Second, assuming for a moment S&P 500-like market value weightings, then ETFs don’t buy more. They own 10% of the market, specific stocks to up, they still own 10% of the market.
But more importantly, how are these two points even related? It’s such a bizarre justification for picking stocks. I wonder about the person who submitted it.
This is a great article on a timeless topic. I appreciate you writing it. Your observations are spot on. One of the great advantages of index funds, especially market-weighted funds, is how they operate like a flywheel. Good returns drive new inflows to the funds which then contribute to increasing the index’s returns which in turn drive the flywheel forward. During a nearly 40 year decline in interest rates, this process seems nearly axiomatic. My hunch is that interest rates are more likely to remain elevated than to return to near zero. If so, it’s possible, we may learn that the flywheel can reverse, or at least cease to push prices higher, in which case, purchasing individual stocks, may no longer seem so arrogant or futile.
It's not impossible to do well but you need discipline to go your own way. If you lack that discipline, it's best to dollar cost average into low-cost well-diversified Vanguard ETFs.
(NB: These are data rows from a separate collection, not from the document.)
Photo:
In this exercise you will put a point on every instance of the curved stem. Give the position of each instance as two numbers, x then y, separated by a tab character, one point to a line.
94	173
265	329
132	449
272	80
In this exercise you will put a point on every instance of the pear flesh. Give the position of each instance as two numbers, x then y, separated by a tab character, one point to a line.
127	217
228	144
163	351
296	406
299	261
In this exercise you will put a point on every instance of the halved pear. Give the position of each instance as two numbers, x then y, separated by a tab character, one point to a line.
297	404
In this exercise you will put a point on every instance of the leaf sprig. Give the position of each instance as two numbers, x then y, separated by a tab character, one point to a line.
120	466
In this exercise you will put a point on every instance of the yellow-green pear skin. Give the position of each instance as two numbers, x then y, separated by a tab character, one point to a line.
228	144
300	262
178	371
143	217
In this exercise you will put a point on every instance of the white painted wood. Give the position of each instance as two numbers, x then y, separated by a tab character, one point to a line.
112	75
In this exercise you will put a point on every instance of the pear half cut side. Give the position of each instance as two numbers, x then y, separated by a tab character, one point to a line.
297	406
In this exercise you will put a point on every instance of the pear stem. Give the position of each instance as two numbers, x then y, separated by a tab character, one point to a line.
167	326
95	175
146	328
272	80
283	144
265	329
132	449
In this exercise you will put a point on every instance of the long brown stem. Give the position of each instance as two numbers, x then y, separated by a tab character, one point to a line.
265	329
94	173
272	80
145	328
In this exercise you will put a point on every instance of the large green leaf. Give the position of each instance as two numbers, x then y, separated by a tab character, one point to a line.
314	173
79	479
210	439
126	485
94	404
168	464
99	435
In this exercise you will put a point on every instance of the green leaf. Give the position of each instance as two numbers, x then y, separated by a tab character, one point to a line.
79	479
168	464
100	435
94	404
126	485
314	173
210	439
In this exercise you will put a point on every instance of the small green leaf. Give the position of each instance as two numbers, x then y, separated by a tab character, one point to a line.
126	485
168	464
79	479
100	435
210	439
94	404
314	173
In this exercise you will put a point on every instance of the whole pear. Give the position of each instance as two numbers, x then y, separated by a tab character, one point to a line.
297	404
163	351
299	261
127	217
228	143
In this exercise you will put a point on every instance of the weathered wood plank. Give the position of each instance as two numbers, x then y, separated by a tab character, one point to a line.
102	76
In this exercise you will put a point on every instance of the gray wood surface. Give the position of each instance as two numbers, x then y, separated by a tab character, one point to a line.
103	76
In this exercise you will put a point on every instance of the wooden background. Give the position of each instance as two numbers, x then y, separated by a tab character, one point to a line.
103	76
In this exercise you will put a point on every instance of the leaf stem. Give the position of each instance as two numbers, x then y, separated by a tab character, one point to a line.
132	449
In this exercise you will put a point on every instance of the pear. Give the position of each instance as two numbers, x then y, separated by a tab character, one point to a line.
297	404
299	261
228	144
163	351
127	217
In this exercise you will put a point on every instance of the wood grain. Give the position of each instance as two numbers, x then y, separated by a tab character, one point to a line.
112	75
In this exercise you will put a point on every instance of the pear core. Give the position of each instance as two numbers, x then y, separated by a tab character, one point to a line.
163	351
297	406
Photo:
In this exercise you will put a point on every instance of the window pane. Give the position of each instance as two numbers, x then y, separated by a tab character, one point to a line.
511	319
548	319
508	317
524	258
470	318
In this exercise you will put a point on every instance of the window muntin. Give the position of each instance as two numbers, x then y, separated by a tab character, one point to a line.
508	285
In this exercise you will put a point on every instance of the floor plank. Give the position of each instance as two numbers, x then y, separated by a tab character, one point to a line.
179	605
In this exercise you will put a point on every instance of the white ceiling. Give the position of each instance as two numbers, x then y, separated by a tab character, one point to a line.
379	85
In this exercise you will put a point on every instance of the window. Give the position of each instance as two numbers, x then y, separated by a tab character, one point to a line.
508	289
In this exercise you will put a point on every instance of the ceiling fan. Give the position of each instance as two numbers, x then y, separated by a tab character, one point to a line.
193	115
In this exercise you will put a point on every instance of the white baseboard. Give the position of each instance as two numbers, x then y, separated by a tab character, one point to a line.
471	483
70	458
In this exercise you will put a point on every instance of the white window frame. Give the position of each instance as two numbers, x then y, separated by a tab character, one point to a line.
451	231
Great read! I’m about 65% in ETFs the rest in individual stocks. Not because I think I’ll outperform. The intellectual pursuit is what does it for me.
I think you meant losing, not loosing.
Hi Conor, I hope you're doing well. Massive fan of your Substack/Twitter.
I am a founder of Zeed (https://zeed.ai/). We're helping creators transform their written content (like this Substack) into dynamic video pieces using AI to capture new audiences.
Would love to show you an example and jump on a call if you're interested in hearing more! Best, Rohan.
Great reflection theme for anybody and the inputs for it ... thank you!
Nice piece on a matter that is close to a lot of DIY investors.
I published something today about the same thing. Enjoyed your take.
Awesome post! 🙌
Bonner Private Research investment letter that you must be part of the Sub-stack ..?
Appreciate the shoutout! This is a great post that you put together...gives your readers a lot to think about when it comes to active vs. passive and if you really have an edge in the market.